Prezydent Tadżykistanu przyznał, że ceny żywności w tym kraju wzrosły w ciągu ostatniego roku, łącząc ten wzrost z konsekwencjami pandemii koronawirusa. Mieszkańcy od ponad roku narzekają też na wzrost cen tak ważnych produktów jak mąka, masło, cukier, a także paliwa i smary.
Przemawiając 26 kwietnia na 77. sesji Komisji Gospodarczej i Społecznej ONZ ds. Azji i Pacyfiku (UNESCAP), Emomali Rahmon powiedział: „Ceny żywności w naszym kraju wzrosły o 13 procent. Ceny artykułów nieżywnościowych wzrosły od początku roku o 5,8 proc., a ceny usług również wzrosły o 4 proc.”

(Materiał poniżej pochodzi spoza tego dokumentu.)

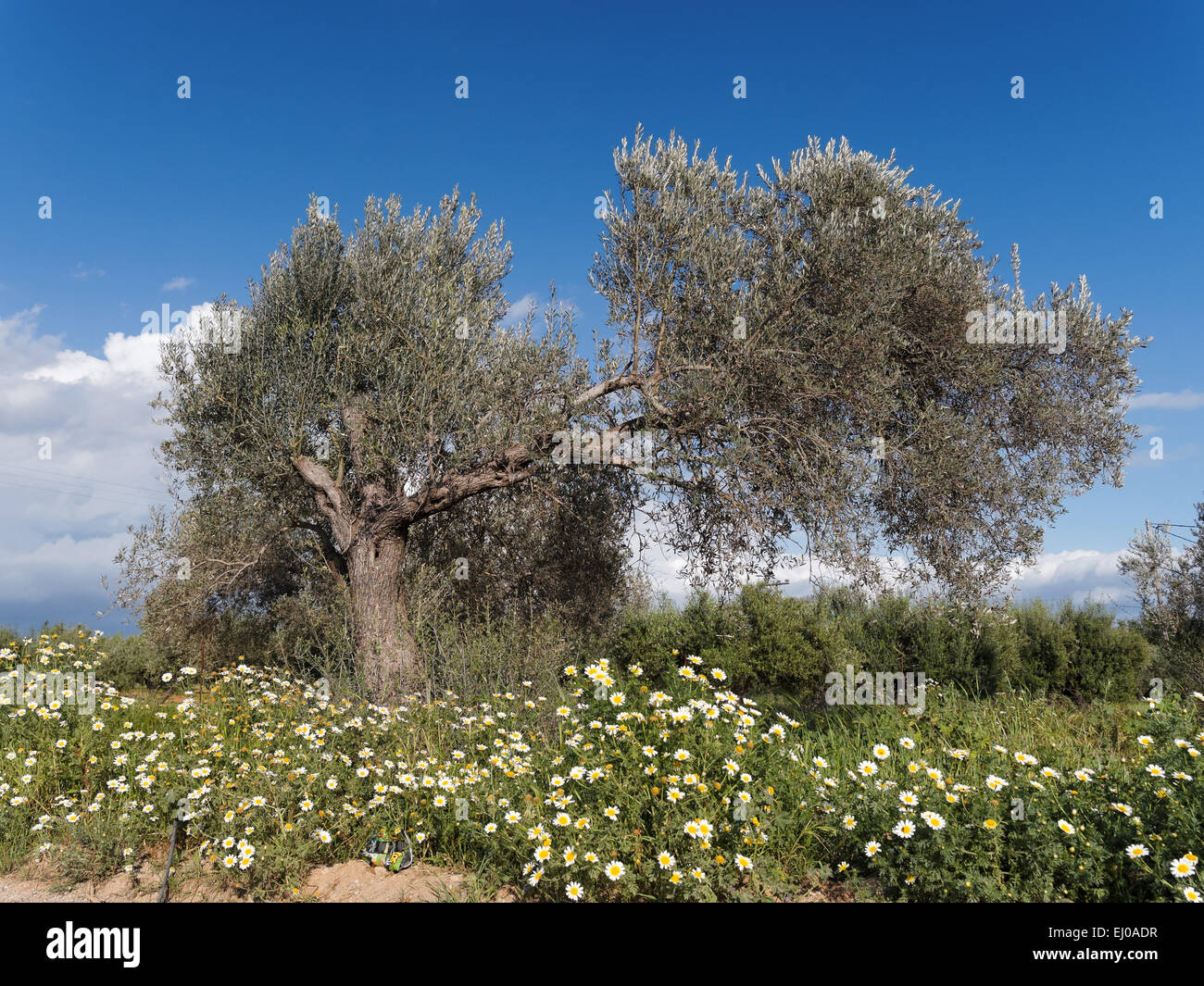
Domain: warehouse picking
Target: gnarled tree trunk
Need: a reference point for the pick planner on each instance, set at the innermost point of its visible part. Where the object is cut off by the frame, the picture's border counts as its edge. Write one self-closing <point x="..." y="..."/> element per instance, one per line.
<point x="384" y="641"/>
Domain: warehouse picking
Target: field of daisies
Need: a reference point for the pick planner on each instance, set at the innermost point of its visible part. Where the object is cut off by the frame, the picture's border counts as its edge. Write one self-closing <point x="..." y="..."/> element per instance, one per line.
<point x="614" y="789"/>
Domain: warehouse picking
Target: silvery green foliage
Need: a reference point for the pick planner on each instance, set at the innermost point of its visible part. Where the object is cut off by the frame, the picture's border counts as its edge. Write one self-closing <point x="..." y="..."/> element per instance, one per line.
<point x="796" y="342"/>
<point x="855" y="288"/>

Mieszkańcy twierdzą, że większość obywateli nie ma ani pracy, ani normalnych zarobków, zaś komunikacja z Rosją wciąż nie jest w pełni otwarta, a zatem wzrost cen podstawowych towarów postawił wszystkich w bardzo trudnej sytuacji.
Wcześniej niektórzy przedsiębiorcy twierdzili, że wzrost cen żywności nie jest od nich całkowicie uzależniony, gdyż większość towarów pochodzi z importu, a ich ceny w krajach produkujących również wzrosły w czasie pandemii. Ekonomiści twierdzą, że ilekroć wzrost cen jest spowodowany efektami zewnętrznymi, należy podjąć inne środki, aby zminimalizować wpływ rosnących cen importu.

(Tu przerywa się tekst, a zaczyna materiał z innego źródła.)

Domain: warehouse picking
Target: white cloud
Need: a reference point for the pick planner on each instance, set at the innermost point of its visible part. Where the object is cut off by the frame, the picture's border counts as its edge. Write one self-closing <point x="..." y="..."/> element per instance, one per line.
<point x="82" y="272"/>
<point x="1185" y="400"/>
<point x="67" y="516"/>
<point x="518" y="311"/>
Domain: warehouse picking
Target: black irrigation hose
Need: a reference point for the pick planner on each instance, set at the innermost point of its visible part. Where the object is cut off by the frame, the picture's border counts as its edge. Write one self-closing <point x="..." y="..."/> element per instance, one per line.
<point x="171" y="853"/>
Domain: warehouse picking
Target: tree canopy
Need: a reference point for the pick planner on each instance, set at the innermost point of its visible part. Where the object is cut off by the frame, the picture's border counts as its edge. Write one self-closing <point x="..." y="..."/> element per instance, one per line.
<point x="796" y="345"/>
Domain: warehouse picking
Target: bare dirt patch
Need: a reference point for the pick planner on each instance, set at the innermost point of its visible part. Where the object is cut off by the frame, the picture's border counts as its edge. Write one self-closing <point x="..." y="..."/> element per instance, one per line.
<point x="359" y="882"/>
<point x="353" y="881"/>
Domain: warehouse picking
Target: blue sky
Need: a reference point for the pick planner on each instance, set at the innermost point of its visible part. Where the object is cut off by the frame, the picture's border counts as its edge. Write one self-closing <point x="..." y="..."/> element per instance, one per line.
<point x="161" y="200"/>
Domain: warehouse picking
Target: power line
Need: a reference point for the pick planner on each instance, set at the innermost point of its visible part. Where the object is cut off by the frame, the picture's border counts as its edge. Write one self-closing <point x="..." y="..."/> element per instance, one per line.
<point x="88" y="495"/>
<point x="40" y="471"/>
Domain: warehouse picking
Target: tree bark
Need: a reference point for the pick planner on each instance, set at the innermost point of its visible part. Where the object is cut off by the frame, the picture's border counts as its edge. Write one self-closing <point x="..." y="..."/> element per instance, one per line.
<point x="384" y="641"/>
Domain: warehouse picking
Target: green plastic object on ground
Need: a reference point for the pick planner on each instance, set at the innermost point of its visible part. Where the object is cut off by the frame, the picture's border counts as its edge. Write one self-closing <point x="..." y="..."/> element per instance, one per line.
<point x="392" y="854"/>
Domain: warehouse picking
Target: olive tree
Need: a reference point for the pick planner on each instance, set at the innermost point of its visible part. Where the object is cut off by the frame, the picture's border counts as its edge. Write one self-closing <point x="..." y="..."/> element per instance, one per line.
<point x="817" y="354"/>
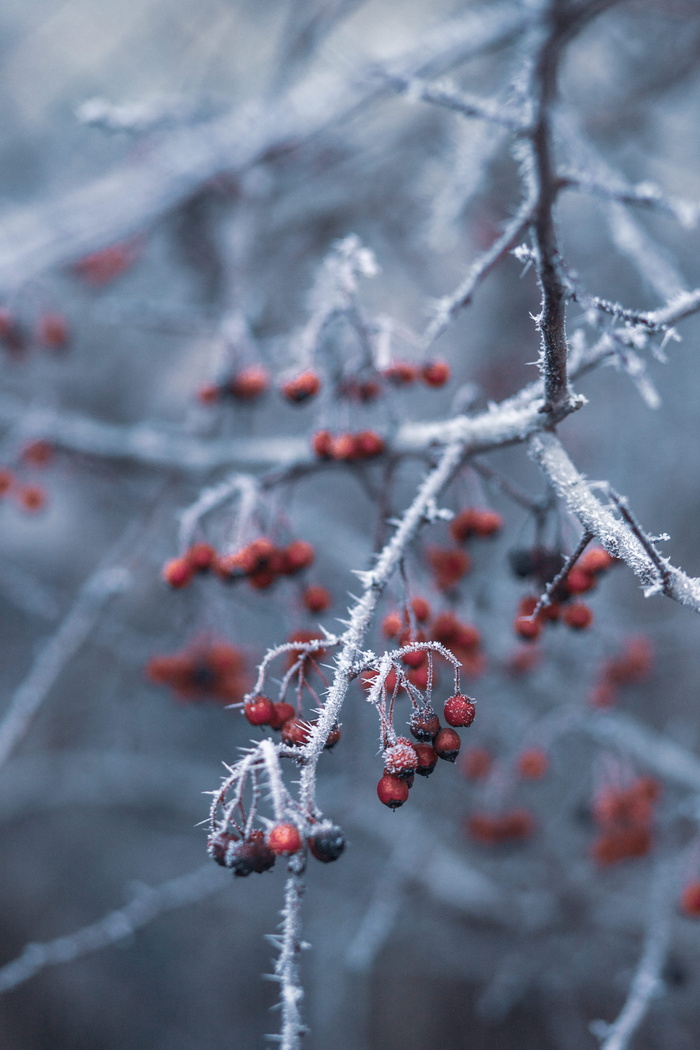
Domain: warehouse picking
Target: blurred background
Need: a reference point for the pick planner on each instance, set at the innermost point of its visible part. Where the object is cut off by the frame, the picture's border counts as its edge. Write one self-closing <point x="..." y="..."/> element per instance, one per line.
<point x="114" y="122"/>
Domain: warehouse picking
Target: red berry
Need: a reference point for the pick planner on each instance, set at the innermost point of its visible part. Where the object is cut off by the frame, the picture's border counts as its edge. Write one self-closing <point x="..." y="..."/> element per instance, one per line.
<point x="577" y="616"/>
<point x="316" y="599"/>
<point x="427" y="759"/>
<point x="200" y="557"/>
<point x="218" y="844"/>
<point x="177" y="572"/>
<point x="322" y="444"/>
<point x="393" y="791"/>
<point x="326" y="843"/>
<point x="424" y="725"/>
<point x="436" y="373"/>
<point x="249" y="383"/>
<point x="690" y="901"/>
<point x="400" y="759"/>
<point x="260" y="711"/>
<point x="281" y="713"/>
<point x="532" y="763"/>
<point x="304" y="385"/>
<point x="460" y="711"/>
<point x="296" y="732"/>
<point x="447" y="744"/>
<point x="284" y="839"/>
<point x="368" y="443"/>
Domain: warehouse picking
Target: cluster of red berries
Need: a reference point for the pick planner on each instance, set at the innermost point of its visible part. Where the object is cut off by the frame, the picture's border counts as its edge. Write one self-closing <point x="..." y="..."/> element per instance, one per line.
<point x="260" y="562"/>
<point x="347" y="447"/>
<point x="405" y="758"/>
<point x="102" y="267"/>
<point x="247" y="384"/>
<point x="624" y="817"/>
<point x="491" y="828"/>
<point x="433" y="374"/>
<point x="633" y="666"/>
<point x="257" y="852"/>
<point x="203" y="672"/>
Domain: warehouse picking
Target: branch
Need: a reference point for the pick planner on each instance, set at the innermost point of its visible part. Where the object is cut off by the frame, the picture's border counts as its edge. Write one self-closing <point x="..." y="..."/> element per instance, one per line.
<point x="615" y="536"/>
<point x="147" y="905"/>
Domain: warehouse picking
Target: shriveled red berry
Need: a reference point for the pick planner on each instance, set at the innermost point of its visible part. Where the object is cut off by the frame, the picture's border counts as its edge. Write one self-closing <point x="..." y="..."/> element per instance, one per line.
<point x="299" y="554"/>
<point x="296" y="732"/>
<point x="577" y="615"/>
<point x="177" y="572"/>
<point x="690" y="900"/>
<point x="251" y="382"/>
<point x="532" y="763"/>
<point x="424" y="725"/>
<point x="447" y="744"/>
<point x="427" y="759"/>
<point x="326" y="842"/>
<point x="436" y="373"/>
<point x="259" y="711"/>
<point x="400" y="759"/>
<point x="460" y="711"/>
<point x="218" y="845"/>
<point x="305" y="385"/>
<point x="391" y="791"/>
<point x="321" y="443"/>
<point x="284" y="839"/>
<point x="282" y="712"/>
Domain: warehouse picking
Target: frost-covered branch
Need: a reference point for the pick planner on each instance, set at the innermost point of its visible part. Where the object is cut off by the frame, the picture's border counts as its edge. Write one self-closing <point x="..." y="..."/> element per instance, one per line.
<point x="147" y="905"/>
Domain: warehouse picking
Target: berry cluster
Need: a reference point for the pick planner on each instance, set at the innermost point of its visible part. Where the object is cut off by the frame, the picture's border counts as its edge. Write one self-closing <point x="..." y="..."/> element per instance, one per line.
<point x="347" y="447"/>
<point x="403" y="758"/>
<point x="624" y="817"/>
<point x="260" y="562"/>
<point x="205" y="671"/>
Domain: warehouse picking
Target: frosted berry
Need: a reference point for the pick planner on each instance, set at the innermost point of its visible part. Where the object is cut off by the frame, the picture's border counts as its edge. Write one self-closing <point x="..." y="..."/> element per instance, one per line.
<point x="436" y="373"/>
<point x="284" y="839"/>
<point x="326" y="843"/>
<point x="177" y="572"/>
<point x="305" y="385"/>
<point x="400" y="759"/>
<point x="424" y="726"/>
<point x="577" y="616"/>
<point x="259" y="711"/>
<point x="391" y="791"/>
<point x="690" y="900"/>
<point x="460" y="711"/>
<point x="296" y="732"/>
<point x="447" y="744"/>
<point x="427" y="759"/>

Przykładowo, proponowana jest poprawa warunków działania przedsiębiorców, a także zwiększenie produkcji wyrobów krajowych. Mówił o tym również prezydent Emomali Rahmon, jednak najwyraźniej nie podjęto żadnych skutecznych działań w celu wykonania tych instrukcji.
Rahmon powiedział w poniedziałek, że podczas pandemii powstało 193 000 stałych i sezonowych miejsc pracy, a wielu małym i średnim przedsiębiorstwom zapewniono znaczące ulgi podatkowe i kredytowe oraz odszkodowania. Wspomniał też (w ramach pomocy państwa dla ludności) o 15-procentowym wzroście emerytur i wynagrodzeń urzędników. Tymczasem tadżyccy przedsiębiorcy narzekają na wysokie podatki i kontrole.

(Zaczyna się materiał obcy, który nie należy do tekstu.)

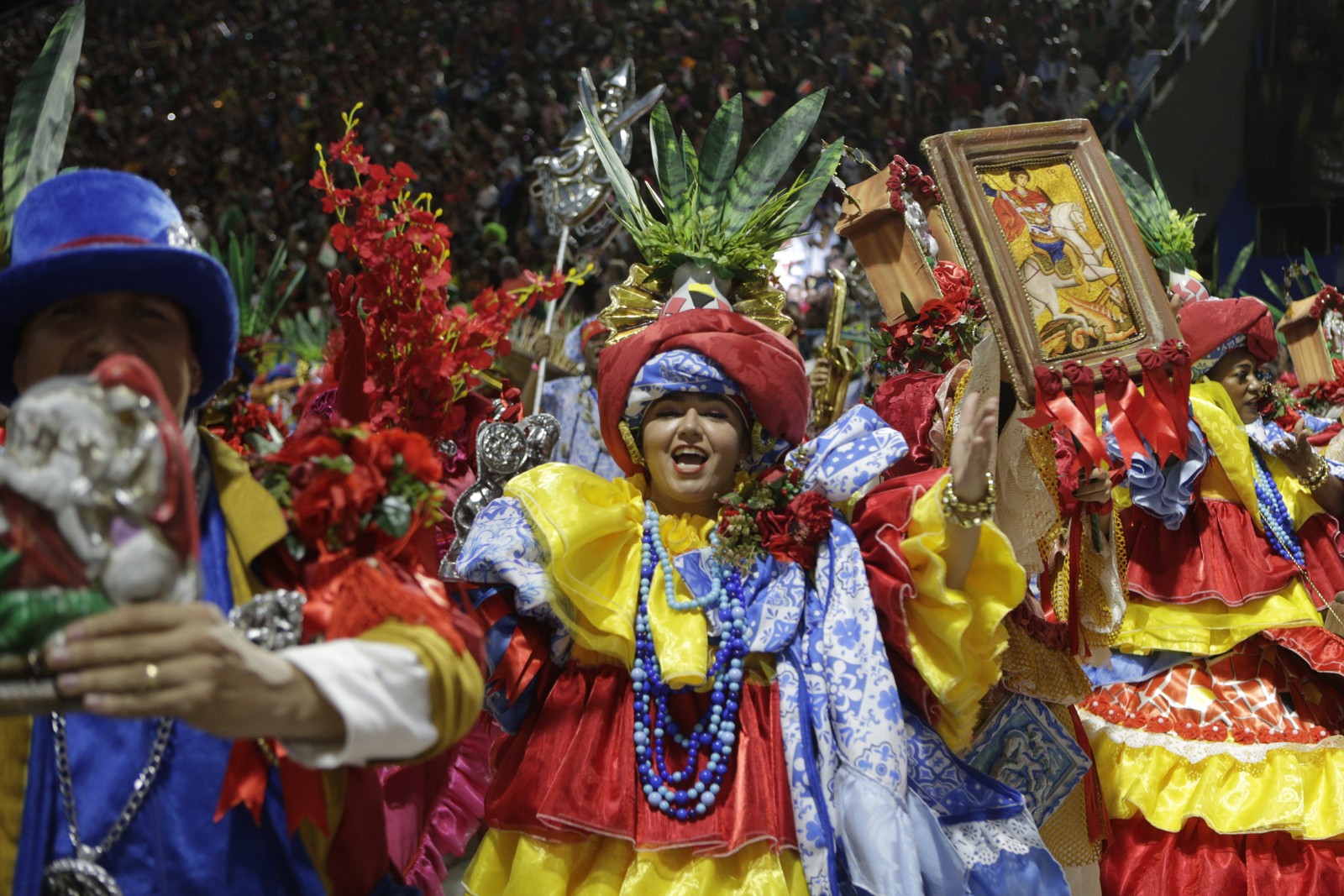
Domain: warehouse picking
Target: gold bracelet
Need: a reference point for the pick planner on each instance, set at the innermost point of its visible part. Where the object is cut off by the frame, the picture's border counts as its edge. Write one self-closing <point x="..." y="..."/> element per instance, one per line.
<point x="1316" y="476"/>
<point x="964" y="513"/>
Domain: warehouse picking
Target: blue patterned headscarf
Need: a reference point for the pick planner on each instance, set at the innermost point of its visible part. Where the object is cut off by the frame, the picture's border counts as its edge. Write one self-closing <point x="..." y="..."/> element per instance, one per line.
<point x="1200" y="367"/>
<point x="682" y="369"/>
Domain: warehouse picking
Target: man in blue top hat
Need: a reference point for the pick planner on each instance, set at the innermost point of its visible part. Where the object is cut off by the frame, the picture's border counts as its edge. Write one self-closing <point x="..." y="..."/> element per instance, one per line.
<point x="104" y="265"/>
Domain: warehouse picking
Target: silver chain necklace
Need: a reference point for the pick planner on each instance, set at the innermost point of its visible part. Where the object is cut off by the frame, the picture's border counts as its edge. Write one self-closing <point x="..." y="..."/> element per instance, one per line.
<point x="81" y="875"/>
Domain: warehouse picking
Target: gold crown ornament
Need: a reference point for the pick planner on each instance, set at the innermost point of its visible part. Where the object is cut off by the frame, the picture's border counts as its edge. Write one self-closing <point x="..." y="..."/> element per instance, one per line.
<point x="716" y="224"/>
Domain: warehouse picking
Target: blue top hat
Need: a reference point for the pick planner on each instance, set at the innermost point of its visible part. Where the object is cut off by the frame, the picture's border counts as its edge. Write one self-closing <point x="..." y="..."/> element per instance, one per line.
<point x="97" y="231"/>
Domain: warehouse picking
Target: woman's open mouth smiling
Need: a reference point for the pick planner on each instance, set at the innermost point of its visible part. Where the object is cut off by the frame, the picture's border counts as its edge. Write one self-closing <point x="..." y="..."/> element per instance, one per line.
<point x="689" y="459"/>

Emomali Rachmon w swoim wystąpieniu zaznaczył, że pomimo działań rządu „gospodarka Tadżykistanu nadal cierpi z powodu pandemii COVID-19. Chociaż od początku tego roku w Tadżykistanie nie zarejestrowano ani jednego przypadku COVID-19”.
Według prezydenta w 2020 roku wzrost produktu krajowego brutto (PKB) spadł o 3 proc., a inflacja wyniosła 9,4 proc. W poprzednich latach inflacja krajowej waluty – somoni – kształtowała się oficjalnie na poziomie 6-7 proc. i tak wzrost wynagrodzeń i emerytur jest „absorbowany” przez inflację i rosnące ceny żywności.